Per quanto attiene specificamente ai pareri, questa Corte non esclude in via astratta che essi vengano espressi dall’Assemblea o dalle sue articolazioni interne, al fine di manifestare nei confronti della Giunta un orientamento politico in ordine a questioni di ordine generale, sulle quali l’organo legislativo intende esercitare il proprio indirizzo sul consonante Governo della Regione. In siffatte occasioni, resta ovviamente ferma sia la competenza di quest’ultimo ad adottare l’atto, ove prevista dalla legge, sia l’assunzione di responsabilità, conseguente a tale decisione, nei confronti dell’Assemblea.

L’insindacabilità, in tal caso, dell’attività svolta dai consiglieri regionali deriverà dal fatto che con esso l’Assemblea non ha inteso intromettersi nella  gestione affidata al Governo regionale (art. 20 dello statuto), ma si è resa partecipe, nei limiti previsti dallo statuto, delle scelte strategiche che connotano l’indirizzo politico regionale, conformemente alla natura, che le è propria, di organo legislativo, dotato di “autonomia politica” (sentenza n. 66 del 1964).

Si tratta, ora, di verificare, alla luce di tali premesse, la natura propria del parere che ha originato il presente conflitto.

Contrariamente a quanto asserito dalla difesa regionale, l’attività svolta dalla Commissione consiliare non può essere ricondotta a «funzioni direttamente strumentali all’esercizio della funzione legislativa» e neppure alla «funzione di controllo e direzione (lato sensu) politica», rientrante nell’alveo della insindacabilità.

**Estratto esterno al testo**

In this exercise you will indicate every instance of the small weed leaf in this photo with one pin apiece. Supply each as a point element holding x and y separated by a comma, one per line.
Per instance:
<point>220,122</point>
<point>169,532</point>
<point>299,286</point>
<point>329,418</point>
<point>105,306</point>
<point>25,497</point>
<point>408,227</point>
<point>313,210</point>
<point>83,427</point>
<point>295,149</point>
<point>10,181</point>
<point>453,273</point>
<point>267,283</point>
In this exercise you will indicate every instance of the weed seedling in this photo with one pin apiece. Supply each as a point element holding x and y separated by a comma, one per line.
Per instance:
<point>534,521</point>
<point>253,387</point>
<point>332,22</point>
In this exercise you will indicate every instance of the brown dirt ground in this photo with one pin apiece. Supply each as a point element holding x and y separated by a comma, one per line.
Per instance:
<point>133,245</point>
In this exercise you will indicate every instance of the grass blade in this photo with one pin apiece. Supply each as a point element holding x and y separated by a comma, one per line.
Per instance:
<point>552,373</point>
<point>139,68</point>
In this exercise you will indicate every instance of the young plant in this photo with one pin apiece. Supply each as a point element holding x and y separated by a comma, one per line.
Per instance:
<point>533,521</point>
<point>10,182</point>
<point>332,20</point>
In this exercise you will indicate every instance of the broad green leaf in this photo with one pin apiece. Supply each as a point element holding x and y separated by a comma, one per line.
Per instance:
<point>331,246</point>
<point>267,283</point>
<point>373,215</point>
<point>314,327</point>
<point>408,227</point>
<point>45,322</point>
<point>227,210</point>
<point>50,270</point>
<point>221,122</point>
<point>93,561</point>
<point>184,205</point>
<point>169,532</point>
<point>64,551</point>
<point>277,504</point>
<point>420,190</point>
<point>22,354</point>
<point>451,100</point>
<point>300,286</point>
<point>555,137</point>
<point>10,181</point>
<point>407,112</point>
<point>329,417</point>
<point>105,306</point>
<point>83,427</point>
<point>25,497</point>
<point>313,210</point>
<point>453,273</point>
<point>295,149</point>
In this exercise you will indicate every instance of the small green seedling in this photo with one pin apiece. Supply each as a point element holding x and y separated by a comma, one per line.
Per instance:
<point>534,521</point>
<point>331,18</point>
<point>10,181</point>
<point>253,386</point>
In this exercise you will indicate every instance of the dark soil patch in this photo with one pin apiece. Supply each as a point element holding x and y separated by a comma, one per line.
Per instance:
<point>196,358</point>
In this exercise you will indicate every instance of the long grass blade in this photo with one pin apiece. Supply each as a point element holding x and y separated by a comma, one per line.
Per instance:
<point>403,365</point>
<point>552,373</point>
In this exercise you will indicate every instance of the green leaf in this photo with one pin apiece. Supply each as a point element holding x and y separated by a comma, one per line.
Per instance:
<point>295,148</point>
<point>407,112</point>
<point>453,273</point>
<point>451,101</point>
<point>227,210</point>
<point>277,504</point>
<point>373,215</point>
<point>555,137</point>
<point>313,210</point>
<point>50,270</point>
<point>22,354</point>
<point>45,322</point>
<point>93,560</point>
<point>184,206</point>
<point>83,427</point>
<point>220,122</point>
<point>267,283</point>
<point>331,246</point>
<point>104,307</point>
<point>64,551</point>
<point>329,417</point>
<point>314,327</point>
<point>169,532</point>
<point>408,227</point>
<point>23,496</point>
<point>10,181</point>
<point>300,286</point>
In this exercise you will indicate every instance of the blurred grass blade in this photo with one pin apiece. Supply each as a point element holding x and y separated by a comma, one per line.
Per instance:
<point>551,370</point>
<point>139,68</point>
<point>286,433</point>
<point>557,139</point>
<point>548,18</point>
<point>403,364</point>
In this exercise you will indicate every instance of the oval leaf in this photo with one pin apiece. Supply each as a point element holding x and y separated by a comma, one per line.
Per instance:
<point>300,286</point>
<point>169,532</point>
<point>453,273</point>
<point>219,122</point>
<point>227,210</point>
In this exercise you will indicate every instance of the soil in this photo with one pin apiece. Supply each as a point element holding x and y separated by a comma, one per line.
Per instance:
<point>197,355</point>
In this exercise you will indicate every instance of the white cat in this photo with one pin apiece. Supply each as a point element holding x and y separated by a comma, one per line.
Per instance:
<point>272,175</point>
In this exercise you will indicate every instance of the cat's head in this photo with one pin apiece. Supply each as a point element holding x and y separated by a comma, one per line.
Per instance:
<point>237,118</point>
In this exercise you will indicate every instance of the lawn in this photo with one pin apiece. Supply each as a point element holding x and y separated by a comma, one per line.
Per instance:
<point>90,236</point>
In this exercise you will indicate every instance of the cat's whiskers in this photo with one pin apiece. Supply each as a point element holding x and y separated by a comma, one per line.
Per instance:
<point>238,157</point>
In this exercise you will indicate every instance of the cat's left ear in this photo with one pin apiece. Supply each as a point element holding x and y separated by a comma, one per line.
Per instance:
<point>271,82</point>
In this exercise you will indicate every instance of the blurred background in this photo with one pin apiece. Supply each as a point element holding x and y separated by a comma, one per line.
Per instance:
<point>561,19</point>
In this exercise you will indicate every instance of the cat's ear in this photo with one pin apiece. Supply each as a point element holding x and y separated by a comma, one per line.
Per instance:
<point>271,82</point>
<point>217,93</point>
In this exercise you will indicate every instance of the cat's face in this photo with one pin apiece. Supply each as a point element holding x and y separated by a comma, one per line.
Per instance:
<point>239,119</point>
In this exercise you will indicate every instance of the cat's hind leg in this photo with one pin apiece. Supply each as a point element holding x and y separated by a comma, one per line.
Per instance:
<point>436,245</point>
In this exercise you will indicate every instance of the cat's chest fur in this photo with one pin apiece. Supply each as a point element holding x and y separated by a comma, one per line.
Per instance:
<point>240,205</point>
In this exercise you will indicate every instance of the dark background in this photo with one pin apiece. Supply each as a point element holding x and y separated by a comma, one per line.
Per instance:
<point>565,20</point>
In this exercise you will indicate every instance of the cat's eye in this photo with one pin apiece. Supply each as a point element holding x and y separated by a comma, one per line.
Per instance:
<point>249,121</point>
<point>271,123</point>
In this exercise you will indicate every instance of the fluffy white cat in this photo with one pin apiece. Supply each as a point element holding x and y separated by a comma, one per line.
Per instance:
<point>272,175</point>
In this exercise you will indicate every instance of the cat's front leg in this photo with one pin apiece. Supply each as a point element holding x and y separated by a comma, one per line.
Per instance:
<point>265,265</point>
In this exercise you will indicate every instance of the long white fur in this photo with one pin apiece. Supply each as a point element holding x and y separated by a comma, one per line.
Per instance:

Al contrario, essa è consistita in un mero concorso all’azione provvedimentale dell’esecutivo regionale: la Commissione, nella seduta del 19 ottobre 2005, non solo ha approvato il testo dell’«atto aggiuntivo alla Convenzione con la C.R.I. del 31 marzo del 2001 e successive proroghe», ma vi ha apportato alcuni “emendamenti”, che sono poi stati integralmente recepiti nell’atto aggiuntivo deliberato dalla Giunta.

Tali emendamenti, ben lontani dall’esprimere un indirizzo politico, si sono ridotti alla previsione che si sarebbe dovuto ulteriormente incrementare il numero delle ambulanze in servizio, selezionando il personale tra i soggetti indicati dalla Commissione stessa.

La circostanza per cui l’art. 11 della legge regionale n. 36 del 2000 abbia previsto che il parere reso dalla Commissione avesse carattere “conforme”, impedendo così alla Giunta di discostarsene, ove avesse inteso procedere, non fa altro che rafforzare la conclusione già tratta: l’assunzione, da parte dell’Assemblea, di una funzione consultiva, prevista dalla legislazione regionale, ha avuto per effetto di coinvolgere la competente Commissione nel procedimento amministrativo finalizzato alla gestione di un servizio pubblico.

Tale attività di carattere amministrativo sfugge all’insindacabilità garantita dall’art. 6 dello statuto ai deputati regionali, e conseguentemente è soggetta alla giurisdizione contabile.

Spettava, pertanto, alla Procura regionale presso la sezione giurisdizionale della Corte dei conti per la Sicilia adottare le note istruttorie oggetto di conflitto.

5. – La presente decisione, risolvendo il merito del conflitto, determina non luogo a provvedere in ordine all’istanza cautelare proposta dalla ricorrente.

PER QUESTI MOTIVI

LA CORTE COSTITUZIONALE

dichiara che spettava allo Stato, e per esso al Procuratore regionale presso la sezione giurisdizionale della Corte dei conti per la Sicilia, adottare, ai sensi dell’articolo 74 del regio decreto 12 luglio 1934, n. 1214, le note 16 ottobre 2008, n. V2004/02645/GA/329641, e 7 novembre 2008, n. V2004/02645/GA/331032 nei confronti dell’Assemblea regionale siciliana, in relazione ad un parere reso dalla VI Commissione permanente di tale Assemblea.

Così deciso in Roma, nella sede della Corte costituzionale, Palazzo della Consulta, il 14 dicembre 2009.

F.to:

Francesco AMIRANTE, Presidente

Ugo DE SIERVO, Redattore

Giuseppe DI PAOLA, Cancelliere

Depositata in Cancelleria il 18 dicembre 2009.